Hm. First, regulated private capitalism worked more or less well for the majority from 1946 till 1979, and second, an important part of the reason why "social democratic" parties failed is that they were deeply corrupted and silently massively changed by turning from social democracy to the - sick, degenerate,
bullshit - "Third Way", which was started by Bill Clinton, and was enthusiastically
picked up by Blair and other former "social democrats", like Kok in Holland.

Then there is this on a possibly socialist future. This comes in two moves. First, there is this:
If socialism is to have a future, it will likely have to cut its residual ties to both state-regulated private capitalism and state capitalism. It will have to come full circle in the 21st century to rediscover and update its 19th century differentiation from capitalism as a fundamentally different mode of organizing the production and distribution of goods and services.
Yes, I agree to this - and I insist this will be quite difficult. Second, there is this:
Doing so culminates in new definitions of socialism for the 21st century focused increasingly on democratizing the workplace - at the micro-level. That is the key change that was missing from previous socialisms
No, considerably more is necessary: Any socialism that might be attractive to me
needs also (1) to incorporate considerable parts of liberalism (that different people may have quite different moral, political or religious ideals, but all deserve protection by the laws, and all deserve the right to think and speak as they please); (2) to think a lot more about power, and how its many abuses may be tamed, which again must be mostly by liberal institutions, that is, different groups with different outlooks that do have some power and some influence, and use these in part to balance competing institutions with other outlooks; and (3) to institute major bars on the possibilitity that anyone or any group may grasp (almost) all
power and start some form of totalitarianism (to which especially political and religious leaders of any kind have a strong inclination because it simplifies so much for those in power).
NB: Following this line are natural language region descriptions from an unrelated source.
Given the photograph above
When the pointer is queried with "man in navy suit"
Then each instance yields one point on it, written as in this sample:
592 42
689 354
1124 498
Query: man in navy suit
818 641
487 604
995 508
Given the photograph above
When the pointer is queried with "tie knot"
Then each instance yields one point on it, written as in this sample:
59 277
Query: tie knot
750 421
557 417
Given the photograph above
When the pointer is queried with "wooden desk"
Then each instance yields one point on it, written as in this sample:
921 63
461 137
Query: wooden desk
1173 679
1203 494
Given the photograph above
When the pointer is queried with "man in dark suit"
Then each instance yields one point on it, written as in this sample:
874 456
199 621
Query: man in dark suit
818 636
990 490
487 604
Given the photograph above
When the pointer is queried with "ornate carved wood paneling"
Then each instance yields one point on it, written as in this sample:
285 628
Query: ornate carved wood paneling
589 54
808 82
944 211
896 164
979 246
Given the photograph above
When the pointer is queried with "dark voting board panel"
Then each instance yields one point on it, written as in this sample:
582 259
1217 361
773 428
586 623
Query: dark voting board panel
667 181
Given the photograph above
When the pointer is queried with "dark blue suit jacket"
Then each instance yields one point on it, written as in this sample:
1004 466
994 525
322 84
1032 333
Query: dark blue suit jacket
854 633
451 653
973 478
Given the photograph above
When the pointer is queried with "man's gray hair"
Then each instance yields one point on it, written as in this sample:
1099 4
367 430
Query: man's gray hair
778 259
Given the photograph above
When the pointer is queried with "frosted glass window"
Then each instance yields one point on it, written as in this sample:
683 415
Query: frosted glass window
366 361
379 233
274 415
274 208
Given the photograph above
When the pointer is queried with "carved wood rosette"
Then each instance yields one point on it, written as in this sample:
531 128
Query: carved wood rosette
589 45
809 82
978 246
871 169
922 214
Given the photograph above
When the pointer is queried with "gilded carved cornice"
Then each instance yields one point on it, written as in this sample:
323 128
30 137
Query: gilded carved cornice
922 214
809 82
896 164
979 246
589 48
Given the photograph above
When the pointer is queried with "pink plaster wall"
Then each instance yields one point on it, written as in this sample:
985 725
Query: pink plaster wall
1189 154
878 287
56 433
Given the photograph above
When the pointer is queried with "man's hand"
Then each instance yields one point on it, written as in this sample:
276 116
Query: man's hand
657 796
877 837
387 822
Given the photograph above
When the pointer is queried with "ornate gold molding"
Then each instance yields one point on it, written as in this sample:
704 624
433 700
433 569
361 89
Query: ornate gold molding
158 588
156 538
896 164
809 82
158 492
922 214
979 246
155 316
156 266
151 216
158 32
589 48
But all in all this was a decent article, that I recommend.


[1] Indeed mostly because I dislike religion, since that just is not the right way to get rational thoughts and plans about what one has to do and not do. (Indeed, even if you are religious, you will probably agree with me about all or
most religions that differ from your own.)

[2] I suppose that the main reasons for this liberal attitude was in fact that I was raised by two sincere communists, wholly without any religion, and with very little respect for most capitalist institutions.

[3] I've lived with five women, one after the other, and did so during much of these twenty years, and indeed do not regret 4 out of 5 of these relations.